Comparing phosphoproteomics profiles of SARS-CoV-2-infected cells with a database of phosphorylation profiles collected at specific cell cycle stages, viral infection was most highly correlated with cells arrested at the S/G2 transition and was negatively correlated with profiles of cells in mitosis (Figure 6G). We also observed SARS-CoV-2-dependent regulation of CDK2 T14/Y15 phosphorylation, initially increased in response to SARS-CoV-2 infection at 2 h, followed by a decrease over the remainder of the infection time course (Figure 6H, left). CDK2 activity promotes transition from the G2 phase of the cell cycle into mitosis and is inhibited by phosphorylation at positions T14 and Y15 by kinases WEE1 and MYT1, preventing premature entry into mitosis (Parker and Piwnica-Worms 1992; Mueller et al., 1995). CDK2 can also become phosphorylated when the cell cycle is arrested because of checkpoint failure or DNA damage. In addition, H2AX S140 phosphorylation (i.e., γ-H2AX), a hallmark of the DNA damage response, exhibited a profile similar to CDK2, suggesting that the DNA damage response may become activated early during infection (Rogakou et al., 1998; Figure 6H, right).
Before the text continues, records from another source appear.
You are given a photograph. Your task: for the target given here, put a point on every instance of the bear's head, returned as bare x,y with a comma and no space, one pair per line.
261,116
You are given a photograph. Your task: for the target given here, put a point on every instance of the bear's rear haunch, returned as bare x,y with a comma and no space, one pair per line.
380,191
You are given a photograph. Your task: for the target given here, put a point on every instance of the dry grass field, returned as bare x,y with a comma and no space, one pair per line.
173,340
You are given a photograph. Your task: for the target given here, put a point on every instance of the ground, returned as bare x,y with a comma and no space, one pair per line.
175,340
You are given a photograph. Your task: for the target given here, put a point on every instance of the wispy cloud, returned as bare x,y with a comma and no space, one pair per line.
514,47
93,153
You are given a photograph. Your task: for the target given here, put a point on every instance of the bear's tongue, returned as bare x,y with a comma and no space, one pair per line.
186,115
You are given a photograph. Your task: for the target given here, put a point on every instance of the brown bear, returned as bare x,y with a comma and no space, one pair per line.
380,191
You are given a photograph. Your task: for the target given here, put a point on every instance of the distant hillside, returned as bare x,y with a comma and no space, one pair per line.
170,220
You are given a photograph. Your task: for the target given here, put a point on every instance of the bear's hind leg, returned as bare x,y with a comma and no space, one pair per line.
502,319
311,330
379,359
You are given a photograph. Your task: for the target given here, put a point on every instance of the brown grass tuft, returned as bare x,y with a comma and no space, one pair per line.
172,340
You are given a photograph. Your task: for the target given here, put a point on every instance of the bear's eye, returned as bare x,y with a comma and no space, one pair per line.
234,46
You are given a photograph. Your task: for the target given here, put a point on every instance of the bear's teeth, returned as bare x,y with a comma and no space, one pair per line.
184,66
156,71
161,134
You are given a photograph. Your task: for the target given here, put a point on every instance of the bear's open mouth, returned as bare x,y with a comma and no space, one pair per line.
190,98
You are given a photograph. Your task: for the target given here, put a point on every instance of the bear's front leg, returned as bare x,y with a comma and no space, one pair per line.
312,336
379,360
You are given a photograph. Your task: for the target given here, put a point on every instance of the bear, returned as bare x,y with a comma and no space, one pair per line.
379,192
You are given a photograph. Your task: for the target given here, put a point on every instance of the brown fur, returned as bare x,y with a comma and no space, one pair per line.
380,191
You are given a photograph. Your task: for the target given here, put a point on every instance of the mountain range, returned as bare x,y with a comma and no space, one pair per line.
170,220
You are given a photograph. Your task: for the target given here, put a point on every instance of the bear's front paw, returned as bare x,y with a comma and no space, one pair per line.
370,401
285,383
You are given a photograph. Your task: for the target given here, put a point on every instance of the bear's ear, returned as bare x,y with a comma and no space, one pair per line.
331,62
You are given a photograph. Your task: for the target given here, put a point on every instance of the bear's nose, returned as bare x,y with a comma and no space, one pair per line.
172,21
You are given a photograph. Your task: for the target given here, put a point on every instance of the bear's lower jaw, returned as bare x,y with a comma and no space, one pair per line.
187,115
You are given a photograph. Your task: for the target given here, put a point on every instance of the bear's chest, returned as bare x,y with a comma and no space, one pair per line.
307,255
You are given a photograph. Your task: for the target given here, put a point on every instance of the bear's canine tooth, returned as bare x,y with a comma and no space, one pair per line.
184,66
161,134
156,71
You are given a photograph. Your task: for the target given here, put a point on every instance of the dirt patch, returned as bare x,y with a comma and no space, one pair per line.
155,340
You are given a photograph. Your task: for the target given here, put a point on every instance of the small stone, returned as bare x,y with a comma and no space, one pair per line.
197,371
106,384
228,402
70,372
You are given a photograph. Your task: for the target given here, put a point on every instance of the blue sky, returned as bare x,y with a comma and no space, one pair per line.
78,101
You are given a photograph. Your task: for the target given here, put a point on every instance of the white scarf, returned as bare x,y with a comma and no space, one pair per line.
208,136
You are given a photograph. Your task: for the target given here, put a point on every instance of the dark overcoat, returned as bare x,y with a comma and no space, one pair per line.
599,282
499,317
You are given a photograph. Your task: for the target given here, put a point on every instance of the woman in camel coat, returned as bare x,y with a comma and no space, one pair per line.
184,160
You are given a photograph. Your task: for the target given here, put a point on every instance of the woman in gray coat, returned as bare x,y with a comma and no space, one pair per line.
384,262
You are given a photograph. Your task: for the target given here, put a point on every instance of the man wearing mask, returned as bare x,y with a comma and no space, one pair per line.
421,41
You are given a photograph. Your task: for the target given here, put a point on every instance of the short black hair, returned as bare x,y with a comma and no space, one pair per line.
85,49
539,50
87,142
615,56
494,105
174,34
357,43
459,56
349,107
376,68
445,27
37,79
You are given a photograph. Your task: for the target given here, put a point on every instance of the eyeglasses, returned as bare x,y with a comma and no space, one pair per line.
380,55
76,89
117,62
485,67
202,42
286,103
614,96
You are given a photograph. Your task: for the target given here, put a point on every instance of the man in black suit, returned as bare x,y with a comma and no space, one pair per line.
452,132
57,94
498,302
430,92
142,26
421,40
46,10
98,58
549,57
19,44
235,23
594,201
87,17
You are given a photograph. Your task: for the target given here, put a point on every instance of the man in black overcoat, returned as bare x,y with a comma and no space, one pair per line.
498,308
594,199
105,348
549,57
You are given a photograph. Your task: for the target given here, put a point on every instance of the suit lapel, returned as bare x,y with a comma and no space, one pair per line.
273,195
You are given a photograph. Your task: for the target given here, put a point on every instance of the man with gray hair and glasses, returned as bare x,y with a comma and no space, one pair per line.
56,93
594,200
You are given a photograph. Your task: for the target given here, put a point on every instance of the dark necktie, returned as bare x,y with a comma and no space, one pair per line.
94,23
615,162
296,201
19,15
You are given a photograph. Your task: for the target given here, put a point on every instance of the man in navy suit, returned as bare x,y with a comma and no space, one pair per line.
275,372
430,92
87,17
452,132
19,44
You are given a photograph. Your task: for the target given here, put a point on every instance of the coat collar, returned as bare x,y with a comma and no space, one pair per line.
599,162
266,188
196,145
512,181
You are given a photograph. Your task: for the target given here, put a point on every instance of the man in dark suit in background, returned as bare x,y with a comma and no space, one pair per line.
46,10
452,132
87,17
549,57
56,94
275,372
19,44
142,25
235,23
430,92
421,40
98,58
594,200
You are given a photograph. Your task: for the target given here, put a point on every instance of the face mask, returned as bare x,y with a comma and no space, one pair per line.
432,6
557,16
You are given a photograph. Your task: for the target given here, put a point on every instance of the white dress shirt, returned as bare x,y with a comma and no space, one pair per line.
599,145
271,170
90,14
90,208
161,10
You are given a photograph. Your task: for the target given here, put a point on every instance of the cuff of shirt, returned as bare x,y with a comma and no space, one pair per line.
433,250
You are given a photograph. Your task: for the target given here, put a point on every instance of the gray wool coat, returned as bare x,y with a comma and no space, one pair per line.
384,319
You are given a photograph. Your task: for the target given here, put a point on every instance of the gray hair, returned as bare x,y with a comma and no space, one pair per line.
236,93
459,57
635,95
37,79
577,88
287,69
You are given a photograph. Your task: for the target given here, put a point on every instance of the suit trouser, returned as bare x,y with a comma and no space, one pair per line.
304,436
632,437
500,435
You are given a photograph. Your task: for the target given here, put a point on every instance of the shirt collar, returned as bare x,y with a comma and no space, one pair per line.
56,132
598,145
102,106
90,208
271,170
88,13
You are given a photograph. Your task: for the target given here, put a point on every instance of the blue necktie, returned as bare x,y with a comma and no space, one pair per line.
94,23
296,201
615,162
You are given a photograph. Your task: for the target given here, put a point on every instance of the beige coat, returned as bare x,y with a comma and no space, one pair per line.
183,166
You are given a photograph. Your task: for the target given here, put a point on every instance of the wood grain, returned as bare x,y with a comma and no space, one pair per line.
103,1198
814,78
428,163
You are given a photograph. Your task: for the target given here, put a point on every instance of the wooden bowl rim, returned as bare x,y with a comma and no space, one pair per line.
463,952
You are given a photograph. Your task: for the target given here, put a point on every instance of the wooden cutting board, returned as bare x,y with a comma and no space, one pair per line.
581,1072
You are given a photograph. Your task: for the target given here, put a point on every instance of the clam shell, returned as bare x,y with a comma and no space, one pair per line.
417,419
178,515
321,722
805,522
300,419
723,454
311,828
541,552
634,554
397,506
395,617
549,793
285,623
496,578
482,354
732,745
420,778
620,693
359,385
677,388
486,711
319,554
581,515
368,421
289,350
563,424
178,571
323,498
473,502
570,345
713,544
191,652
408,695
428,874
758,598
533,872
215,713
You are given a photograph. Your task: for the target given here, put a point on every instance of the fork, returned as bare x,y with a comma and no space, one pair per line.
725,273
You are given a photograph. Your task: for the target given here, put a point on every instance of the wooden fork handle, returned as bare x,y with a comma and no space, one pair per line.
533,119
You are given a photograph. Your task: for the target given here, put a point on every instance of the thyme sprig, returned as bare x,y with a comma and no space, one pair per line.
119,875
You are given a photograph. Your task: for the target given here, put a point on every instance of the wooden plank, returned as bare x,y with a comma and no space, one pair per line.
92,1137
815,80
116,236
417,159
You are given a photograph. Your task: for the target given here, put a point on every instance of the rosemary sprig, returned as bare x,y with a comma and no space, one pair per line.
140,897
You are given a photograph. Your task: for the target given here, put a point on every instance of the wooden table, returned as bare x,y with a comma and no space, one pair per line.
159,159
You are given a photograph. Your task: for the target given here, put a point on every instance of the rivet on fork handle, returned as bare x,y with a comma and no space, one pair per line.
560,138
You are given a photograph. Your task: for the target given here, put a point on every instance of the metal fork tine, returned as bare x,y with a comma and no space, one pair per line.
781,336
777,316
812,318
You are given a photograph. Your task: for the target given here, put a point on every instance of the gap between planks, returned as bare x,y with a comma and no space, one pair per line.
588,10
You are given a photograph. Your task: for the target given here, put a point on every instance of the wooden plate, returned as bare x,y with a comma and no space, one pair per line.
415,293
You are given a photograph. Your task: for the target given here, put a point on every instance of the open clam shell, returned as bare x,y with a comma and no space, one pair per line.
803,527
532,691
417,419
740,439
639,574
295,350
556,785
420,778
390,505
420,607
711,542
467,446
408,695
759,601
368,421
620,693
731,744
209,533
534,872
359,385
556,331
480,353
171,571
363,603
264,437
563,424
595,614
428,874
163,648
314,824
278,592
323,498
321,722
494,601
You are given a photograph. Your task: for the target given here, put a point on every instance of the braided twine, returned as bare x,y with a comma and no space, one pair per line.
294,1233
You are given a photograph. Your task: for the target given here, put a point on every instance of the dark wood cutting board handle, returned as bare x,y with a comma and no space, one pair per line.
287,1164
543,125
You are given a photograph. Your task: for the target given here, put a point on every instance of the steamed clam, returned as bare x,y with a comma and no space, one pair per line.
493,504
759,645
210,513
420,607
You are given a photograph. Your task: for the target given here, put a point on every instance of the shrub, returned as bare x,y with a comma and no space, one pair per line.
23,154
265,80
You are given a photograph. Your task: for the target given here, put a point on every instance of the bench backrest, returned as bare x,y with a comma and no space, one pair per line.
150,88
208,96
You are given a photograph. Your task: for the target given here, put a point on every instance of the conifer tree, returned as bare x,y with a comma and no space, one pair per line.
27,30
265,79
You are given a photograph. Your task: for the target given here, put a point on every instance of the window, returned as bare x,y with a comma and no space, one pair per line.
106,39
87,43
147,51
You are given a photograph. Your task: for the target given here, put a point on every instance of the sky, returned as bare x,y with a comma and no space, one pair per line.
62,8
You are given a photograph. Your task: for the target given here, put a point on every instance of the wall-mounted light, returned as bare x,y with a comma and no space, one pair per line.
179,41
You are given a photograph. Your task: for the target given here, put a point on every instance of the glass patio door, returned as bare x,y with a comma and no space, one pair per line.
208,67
To more directly test whether SARS-CoV-2 infection affects cell cycle progression, cells were infected with SARS-CoV-2 for 24 h, and their DNA content was measured using DAPI DNA staining and flow cytometry. A significant increase in the fraction of cells in S phase and at the G2/M transition and a decrease in the fraction of cells in G0/G1 phase were observed (Figures 6I and S4C). This observation is consistent with arrest between S and G2 phases of the cell cycle. A relationship between p38 activity and cell cycle arrest has been described previously, and the two could be linked mechanistically during SARS-CoV-2 infection (Lee et al., 2002; Yee et al., 2004).